Este texto não é recomendado para menores de 18 anos por conter temática adulta. Tema: sexualidade, agressão, sexo, preconceito, e etc.

 Todo ser humano, independente de cor, orientação sexual, classe social, e idade, tem um segredo. Não importa o quão puro e honesto você seja. Sempre haverá algo sombrio guardado em seu imo. Acho que talvez isso seja da natureza humana. Não sei. Hoje eu contarei segredos. Meus segredos.
Há algum tempo atrás, num passado não distante, eu era um rapaz como outro qualquer. Tinha meus sonhos, minhas ambições, e claro, meus segredos.
Cresci numa família de fé, no meio de mais quatro mulheres. Sendo elas minha mãe, duas irmãs – uma mais nova e uma mais velha –, e minha avó.
Meu pai sempre foi um chucro, batia constantemente em todos nós, inclusive em sua mãe idosa.  Ele sempre me tratou como menina, me invalidava sempre que possível. Por eu ser franzino me humilhava verbalmente, me fazia motivo de chacota. Mas seu alvo principal era minha mãe. 
Ele gostava de “tomar umas” após deixar a fábrica e sempre chegava bêbado.

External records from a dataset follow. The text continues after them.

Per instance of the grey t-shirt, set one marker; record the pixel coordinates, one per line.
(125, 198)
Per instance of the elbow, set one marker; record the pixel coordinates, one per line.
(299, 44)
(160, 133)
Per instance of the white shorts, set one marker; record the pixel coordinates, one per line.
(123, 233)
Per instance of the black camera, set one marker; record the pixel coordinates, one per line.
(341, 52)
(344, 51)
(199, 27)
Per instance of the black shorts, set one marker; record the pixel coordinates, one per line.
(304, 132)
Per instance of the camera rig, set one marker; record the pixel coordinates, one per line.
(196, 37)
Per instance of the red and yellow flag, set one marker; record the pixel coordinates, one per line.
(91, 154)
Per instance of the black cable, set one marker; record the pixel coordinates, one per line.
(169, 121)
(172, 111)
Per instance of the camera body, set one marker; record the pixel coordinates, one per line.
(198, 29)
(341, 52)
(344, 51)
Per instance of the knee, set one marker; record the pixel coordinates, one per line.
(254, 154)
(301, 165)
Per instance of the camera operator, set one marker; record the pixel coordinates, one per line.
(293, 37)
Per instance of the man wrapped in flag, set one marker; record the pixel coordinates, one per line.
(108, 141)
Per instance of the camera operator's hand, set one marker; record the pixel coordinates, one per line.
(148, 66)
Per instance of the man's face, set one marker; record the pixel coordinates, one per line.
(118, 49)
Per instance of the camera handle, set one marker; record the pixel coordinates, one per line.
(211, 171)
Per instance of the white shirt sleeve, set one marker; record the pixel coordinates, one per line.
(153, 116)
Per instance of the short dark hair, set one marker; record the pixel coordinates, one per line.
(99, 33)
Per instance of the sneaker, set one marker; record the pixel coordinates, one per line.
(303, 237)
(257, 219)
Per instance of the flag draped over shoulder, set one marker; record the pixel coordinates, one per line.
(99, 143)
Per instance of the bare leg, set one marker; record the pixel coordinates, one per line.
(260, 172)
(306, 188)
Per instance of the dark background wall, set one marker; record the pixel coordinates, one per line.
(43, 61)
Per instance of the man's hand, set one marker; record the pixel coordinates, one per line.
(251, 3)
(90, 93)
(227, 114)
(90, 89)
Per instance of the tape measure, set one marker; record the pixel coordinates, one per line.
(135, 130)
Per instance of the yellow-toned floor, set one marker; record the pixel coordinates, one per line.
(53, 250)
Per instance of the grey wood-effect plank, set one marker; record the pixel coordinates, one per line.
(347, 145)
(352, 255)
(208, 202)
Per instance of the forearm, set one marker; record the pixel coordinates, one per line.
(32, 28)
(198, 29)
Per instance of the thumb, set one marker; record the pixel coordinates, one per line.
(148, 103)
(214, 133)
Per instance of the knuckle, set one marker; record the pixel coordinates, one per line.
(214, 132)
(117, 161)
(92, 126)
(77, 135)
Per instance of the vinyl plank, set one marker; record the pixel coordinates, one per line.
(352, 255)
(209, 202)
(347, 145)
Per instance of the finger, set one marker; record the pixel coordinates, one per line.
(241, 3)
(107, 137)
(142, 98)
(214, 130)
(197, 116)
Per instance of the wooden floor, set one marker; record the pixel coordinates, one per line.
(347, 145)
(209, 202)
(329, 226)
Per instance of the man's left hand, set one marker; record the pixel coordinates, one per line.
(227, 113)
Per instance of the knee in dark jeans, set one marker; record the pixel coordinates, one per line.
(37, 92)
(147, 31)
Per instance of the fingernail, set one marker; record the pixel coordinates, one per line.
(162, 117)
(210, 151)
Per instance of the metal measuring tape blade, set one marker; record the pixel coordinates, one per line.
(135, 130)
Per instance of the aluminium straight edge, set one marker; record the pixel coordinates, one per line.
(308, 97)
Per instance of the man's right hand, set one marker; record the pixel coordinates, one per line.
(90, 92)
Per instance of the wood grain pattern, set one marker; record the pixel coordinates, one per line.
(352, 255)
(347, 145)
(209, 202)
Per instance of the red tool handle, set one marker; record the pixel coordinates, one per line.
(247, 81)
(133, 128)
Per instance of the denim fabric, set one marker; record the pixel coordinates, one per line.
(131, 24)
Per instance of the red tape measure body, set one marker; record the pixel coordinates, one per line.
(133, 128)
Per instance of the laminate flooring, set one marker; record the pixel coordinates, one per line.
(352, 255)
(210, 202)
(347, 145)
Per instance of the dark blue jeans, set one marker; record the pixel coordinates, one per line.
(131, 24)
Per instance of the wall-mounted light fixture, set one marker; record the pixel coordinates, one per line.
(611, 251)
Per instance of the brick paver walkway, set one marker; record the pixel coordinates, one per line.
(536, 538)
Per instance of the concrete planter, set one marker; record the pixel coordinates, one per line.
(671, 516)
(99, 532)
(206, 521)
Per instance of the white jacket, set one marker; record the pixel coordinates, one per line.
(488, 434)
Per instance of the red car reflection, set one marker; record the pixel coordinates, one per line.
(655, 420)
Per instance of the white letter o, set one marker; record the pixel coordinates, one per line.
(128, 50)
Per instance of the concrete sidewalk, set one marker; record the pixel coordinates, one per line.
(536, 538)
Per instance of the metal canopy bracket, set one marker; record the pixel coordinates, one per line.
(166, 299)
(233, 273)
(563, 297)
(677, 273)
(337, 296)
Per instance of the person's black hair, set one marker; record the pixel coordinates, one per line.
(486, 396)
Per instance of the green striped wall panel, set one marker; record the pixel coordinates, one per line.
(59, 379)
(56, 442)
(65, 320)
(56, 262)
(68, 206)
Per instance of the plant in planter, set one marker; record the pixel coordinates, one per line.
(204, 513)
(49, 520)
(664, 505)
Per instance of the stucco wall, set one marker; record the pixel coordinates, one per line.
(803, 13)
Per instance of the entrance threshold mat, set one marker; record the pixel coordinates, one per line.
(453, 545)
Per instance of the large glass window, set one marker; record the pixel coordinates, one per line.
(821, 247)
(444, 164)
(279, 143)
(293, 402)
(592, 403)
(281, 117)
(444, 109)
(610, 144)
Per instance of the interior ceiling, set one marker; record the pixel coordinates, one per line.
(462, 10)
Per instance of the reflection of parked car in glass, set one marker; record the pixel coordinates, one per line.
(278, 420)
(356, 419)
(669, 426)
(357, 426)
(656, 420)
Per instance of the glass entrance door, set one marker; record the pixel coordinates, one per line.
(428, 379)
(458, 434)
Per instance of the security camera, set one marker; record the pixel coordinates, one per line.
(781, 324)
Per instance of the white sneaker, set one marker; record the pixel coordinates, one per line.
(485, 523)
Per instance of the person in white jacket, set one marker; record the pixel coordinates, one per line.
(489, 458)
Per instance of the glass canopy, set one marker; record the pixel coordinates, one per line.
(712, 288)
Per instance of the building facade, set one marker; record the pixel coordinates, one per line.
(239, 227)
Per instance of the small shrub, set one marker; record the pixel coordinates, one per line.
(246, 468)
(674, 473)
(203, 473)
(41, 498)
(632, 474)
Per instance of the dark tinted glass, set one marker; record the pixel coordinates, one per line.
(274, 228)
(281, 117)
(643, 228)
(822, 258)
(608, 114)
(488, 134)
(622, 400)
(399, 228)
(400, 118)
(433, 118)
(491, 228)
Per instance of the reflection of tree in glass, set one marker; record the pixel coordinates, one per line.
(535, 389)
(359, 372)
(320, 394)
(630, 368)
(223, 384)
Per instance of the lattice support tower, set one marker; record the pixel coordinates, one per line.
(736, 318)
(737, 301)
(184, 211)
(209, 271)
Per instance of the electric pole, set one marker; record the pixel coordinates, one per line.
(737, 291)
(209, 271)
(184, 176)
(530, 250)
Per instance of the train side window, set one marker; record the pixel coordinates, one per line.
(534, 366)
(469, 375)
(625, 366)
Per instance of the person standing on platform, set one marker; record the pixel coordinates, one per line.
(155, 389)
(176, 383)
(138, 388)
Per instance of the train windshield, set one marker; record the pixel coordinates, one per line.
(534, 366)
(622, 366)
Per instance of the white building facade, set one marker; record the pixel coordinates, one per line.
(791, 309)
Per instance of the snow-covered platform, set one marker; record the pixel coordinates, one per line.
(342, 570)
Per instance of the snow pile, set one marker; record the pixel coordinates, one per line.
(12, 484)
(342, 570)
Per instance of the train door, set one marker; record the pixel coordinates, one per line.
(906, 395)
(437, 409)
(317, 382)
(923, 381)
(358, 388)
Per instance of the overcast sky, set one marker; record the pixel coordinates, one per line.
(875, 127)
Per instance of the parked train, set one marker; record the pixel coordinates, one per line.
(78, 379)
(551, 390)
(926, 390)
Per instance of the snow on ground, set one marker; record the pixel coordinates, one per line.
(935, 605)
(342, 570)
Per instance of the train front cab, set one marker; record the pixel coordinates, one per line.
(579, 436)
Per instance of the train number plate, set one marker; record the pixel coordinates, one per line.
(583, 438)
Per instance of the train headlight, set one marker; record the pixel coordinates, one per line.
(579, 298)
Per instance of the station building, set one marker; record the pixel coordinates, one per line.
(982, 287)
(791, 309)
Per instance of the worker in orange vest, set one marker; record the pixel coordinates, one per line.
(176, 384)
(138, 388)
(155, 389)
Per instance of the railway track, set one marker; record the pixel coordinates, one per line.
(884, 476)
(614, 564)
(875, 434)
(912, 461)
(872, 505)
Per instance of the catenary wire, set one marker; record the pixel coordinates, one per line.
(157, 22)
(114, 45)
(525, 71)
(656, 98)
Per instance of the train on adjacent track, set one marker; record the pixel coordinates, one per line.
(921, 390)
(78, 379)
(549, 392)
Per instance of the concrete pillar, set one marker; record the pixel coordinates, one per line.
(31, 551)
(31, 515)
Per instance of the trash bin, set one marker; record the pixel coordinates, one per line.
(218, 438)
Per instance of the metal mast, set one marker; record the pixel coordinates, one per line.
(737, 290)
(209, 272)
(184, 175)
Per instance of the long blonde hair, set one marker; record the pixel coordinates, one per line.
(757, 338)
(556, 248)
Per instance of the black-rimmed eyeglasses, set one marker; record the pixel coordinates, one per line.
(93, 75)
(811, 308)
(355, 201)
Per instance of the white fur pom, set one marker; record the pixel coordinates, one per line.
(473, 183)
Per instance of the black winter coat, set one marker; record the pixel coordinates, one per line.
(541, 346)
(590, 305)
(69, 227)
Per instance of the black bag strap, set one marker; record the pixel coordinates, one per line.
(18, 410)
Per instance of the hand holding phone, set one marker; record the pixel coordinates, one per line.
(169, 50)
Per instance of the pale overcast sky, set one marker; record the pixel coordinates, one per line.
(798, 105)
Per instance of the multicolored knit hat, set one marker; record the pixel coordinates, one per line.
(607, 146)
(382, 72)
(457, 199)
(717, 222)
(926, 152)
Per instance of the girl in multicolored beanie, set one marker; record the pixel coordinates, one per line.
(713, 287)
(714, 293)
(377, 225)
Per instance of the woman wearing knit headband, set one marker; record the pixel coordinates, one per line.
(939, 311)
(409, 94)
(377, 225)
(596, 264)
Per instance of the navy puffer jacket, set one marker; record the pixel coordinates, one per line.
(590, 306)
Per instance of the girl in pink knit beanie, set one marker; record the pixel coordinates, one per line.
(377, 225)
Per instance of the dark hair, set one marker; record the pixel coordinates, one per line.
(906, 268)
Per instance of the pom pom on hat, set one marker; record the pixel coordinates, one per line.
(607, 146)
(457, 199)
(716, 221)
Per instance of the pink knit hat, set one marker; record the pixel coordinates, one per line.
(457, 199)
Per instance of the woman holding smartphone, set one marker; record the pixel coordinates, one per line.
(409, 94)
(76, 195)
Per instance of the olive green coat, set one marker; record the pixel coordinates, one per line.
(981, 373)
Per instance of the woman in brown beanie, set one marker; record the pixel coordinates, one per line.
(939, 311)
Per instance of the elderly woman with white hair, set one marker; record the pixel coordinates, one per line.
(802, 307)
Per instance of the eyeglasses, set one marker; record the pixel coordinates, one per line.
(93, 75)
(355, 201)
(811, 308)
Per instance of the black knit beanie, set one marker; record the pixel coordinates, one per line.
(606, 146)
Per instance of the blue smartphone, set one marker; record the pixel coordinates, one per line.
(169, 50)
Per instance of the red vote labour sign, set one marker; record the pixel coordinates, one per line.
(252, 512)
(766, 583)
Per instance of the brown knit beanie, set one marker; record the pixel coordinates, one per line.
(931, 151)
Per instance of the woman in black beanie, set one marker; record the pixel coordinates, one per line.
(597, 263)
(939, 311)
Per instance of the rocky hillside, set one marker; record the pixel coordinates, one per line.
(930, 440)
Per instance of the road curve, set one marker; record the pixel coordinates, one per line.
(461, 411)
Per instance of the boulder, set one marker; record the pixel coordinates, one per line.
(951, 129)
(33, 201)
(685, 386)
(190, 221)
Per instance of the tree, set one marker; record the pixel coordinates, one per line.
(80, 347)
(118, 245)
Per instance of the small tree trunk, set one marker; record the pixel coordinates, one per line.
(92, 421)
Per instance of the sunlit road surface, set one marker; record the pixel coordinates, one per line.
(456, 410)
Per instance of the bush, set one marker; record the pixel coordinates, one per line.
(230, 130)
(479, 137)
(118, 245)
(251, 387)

Fedia a cachaça e cigarro, me lembro bem. Os olhos inchados e vermelhos, pequeninos, procuravam por alguém. A quem seus olhos recaíssem primeiro era também quem receberia os primeiro golpes. Geralmente socos e pontapés. Isso era uma rotina, até o dia em que eu me tornei maior de idade.
Quando completei dezoito anos decidi entrar para a Polícia Militar. Meu pai duvidou que eu conseguisse, mas mesmo assim o fiz.  Aos dezenove já havia entrado. Sem grandes esforços eu o expulsei de casa. Tornei-me arrimo de família. Respeitado e querido por todos familiares e amigos. E foi nesse mesmo momento de inversão da minha vida que eu descobri o que sempre temi: eu era gay.
Este sempre foi o meu maior segredo, mas com o passar do tempo e assumindo o controle da minha própria vida comecei a considerar mais a minha própria felicidade. Sempre vivi em função dos outros. Mas não podia botar tudo a perder, não com seu novo emprego e sendo o sustento de minha casa. E mais, se me assumisse como tal talvez nem fosse mais visto com os mesmos olhos que antes. Quem foi agredido tende a se tornar agressor. Minha mãe e avó eram extremamente preconceituosas, e homofobia se encontrava inserida.
Não. Não podia me assumir. O jeito era levar uma vida de negação. Eu encontrei a solução em minhas amigas do tempo de escola. Forjava namoros de fachada. Atendia bem aos meus propósitos. Ficava bem na família, e no batalhão também. Tudo ocorria de acordo com o plano. Até o dia em que ao me perguntarem sobre minha virgindade e assumi ainda tê-la intacta.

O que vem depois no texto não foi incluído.